A newly announced clinical study is set to evaluate the safety and performance of EmboBio, an innovative medical device for treating abdominopelvic bleeding during surgery. The trial, sponsored by EmboBio Medical, will focus on its intra-arterial application. Healthcare professionals involved in emergency care, vascular surgery, and interventional radiology may find this study particularly relevant. As of now, the study is marked as “Not yet recruiting,” pending participant enrollment.
What is the scope of this study?
The clinical trial will assess the use of EmboBio for the intra-arterial treatment of bleeding during abdominopelvic surgeries. While specific technical details about the device have not been disclosed, its intended purpose is rooted in embolization therapy. This method involves blocking blood flow to manage severe bleeding.
The study is specifically sponsored by EmboBio Medical, the device’s manufacturer. The inclusion of manufacturer sponsorship may support closer adherence to performance monitoring under medical device regulatory standards.

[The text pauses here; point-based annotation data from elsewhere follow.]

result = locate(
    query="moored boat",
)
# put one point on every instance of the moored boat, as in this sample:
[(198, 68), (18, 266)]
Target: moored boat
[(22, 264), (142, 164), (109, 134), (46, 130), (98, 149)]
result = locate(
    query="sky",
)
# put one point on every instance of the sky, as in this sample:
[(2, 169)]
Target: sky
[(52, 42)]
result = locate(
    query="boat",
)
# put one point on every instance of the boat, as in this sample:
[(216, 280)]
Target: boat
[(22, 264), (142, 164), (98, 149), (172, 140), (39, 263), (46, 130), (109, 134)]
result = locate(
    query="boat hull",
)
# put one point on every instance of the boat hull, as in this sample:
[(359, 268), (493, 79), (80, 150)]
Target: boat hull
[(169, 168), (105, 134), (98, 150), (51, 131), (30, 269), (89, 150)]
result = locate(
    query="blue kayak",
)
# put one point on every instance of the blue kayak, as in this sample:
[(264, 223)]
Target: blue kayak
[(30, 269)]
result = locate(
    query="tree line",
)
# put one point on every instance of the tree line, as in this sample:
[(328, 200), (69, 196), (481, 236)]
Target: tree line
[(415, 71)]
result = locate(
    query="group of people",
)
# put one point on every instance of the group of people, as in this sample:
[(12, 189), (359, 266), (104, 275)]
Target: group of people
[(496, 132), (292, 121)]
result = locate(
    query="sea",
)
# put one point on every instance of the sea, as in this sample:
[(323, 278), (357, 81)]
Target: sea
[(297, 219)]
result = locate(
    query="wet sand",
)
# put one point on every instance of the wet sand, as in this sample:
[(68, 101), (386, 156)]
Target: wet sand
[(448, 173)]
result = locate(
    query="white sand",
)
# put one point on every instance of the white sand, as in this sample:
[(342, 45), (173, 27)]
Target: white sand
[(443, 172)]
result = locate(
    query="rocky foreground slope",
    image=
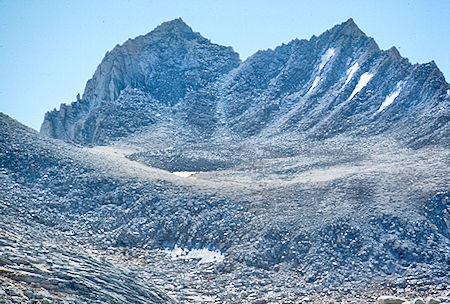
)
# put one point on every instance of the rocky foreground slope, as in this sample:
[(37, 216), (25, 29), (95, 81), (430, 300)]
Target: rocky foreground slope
[(317, 171)]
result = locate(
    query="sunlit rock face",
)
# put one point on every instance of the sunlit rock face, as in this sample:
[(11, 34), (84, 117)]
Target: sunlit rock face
[(317, 171)]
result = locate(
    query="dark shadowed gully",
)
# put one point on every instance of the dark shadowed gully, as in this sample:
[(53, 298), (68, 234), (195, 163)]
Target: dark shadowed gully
[(314, 172)]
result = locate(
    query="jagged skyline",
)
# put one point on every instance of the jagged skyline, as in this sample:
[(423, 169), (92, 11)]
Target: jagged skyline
[(61, 63)]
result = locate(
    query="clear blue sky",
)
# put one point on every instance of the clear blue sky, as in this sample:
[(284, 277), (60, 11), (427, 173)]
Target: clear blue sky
[(49, 49)]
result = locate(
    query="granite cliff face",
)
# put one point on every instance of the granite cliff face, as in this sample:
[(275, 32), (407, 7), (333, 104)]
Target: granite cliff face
[(315, 170), (339, 82), (162, 67)]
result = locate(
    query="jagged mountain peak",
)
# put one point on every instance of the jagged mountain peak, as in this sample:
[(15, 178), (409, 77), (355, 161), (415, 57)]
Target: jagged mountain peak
[(177, 28), (200, 84)]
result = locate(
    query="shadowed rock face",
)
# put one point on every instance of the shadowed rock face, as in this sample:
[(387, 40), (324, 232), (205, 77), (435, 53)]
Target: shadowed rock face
[(320, 168), (315, 87)]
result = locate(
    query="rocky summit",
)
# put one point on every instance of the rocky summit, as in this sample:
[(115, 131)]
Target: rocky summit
[(314, 172)]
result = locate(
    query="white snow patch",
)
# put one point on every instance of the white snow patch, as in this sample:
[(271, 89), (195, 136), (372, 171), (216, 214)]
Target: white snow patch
[(184, 173), (390, 99), (326, 57), (204, 255), (365, 78), (352, 70), (315, 83)]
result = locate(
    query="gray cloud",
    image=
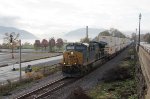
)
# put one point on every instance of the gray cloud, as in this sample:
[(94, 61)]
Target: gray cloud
[(9, 21)]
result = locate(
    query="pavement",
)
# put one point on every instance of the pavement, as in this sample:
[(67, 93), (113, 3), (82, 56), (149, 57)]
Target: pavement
[(7, 73)]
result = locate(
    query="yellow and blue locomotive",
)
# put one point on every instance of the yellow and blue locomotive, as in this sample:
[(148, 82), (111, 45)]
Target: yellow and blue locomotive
[(78, 57)]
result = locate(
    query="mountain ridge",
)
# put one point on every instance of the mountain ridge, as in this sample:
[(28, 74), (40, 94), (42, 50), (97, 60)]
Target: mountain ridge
[(23, 34)]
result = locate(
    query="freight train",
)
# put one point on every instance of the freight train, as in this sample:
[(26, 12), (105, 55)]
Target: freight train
[(78, 58)]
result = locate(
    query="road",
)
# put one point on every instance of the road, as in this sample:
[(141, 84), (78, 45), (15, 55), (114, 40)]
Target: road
[(7, 73), (5, 58)]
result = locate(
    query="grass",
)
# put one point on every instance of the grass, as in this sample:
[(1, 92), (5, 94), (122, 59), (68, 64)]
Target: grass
[(117, 83), (38, 73)]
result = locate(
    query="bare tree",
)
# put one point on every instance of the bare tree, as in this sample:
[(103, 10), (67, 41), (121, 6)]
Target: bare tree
[(12, 40)]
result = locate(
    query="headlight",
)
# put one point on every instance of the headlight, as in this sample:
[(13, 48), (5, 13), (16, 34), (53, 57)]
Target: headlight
[(71, 53)]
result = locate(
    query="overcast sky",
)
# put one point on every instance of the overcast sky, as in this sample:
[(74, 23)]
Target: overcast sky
[(42, 17)]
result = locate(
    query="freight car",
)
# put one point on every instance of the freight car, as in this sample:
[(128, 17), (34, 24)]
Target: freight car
[(79, 57)]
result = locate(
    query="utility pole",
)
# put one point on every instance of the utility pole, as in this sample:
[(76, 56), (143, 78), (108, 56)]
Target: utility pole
[(136, 37), (11, 42), (87, 36), (139, 30), (20, 60)]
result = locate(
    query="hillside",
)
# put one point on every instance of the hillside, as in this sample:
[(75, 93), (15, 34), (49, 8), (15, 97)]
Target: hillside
[(23, 34)]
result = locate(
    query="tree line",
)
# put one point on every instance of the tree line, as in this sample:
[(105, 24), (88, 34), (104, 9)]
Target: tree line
[(52, 43)]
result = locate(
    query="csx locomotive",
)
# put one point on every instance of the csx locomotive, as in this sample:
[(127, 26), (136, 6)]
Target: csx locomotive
[(79, 57)]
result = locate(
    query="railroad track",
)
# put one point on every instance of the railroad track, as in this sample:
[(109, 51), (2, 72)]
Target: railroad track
[(47, 89)]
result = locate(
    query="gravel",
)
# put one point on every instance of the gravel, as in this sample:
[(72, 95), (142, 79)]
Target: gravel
[(86, 83), (90, 80)]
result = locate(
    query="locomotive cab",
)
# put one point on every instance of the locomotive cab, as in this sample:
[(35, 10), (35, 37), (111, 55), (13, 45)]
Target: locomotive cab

Given its status as “Not yet recruiting,” no timeline has been provided for participant selection or enrollment at this time.
Which conditions does EmboBio target?
EmboBio is designed for use during abdominopelvic surgical interventions where bleeding control is critical. Conditions such as trauma, post-surgical complications, or vascular abnormalities could be key treatment scenarios for this device.
EmboBio utilizes embolization, a widely accepted procedure for minimizing blood loss and stabilizing patients during medical emergencies. Such devices are instrumental in reducing operative risks and improving patient outcomes in complex surgeries.
How does this align with regulatory standards?
Under Annex XIV of the Medical Device Regulation (MDR), clinical investigations must demonstrate a device’s safety, performance, and intended purpose. This EmboBio trial complies with those principles by investigating its efficacy in real-world applications.
The study’s focus aligns with regulatory expectations for post-market surveillance and risk-benefit analysis. The results will likely contribute to its future positioning within interventional radiology and surgical care protocols.
For regulatory and quality teams, this study may offer detailed insights into the manufacturer’s approach to compliance monitoring and end-user safety.
FAQs
1. When will recruitment begin?
As of the announcement date, the study is marked “Not yet recruiting.” No specific timeline has been disclosed.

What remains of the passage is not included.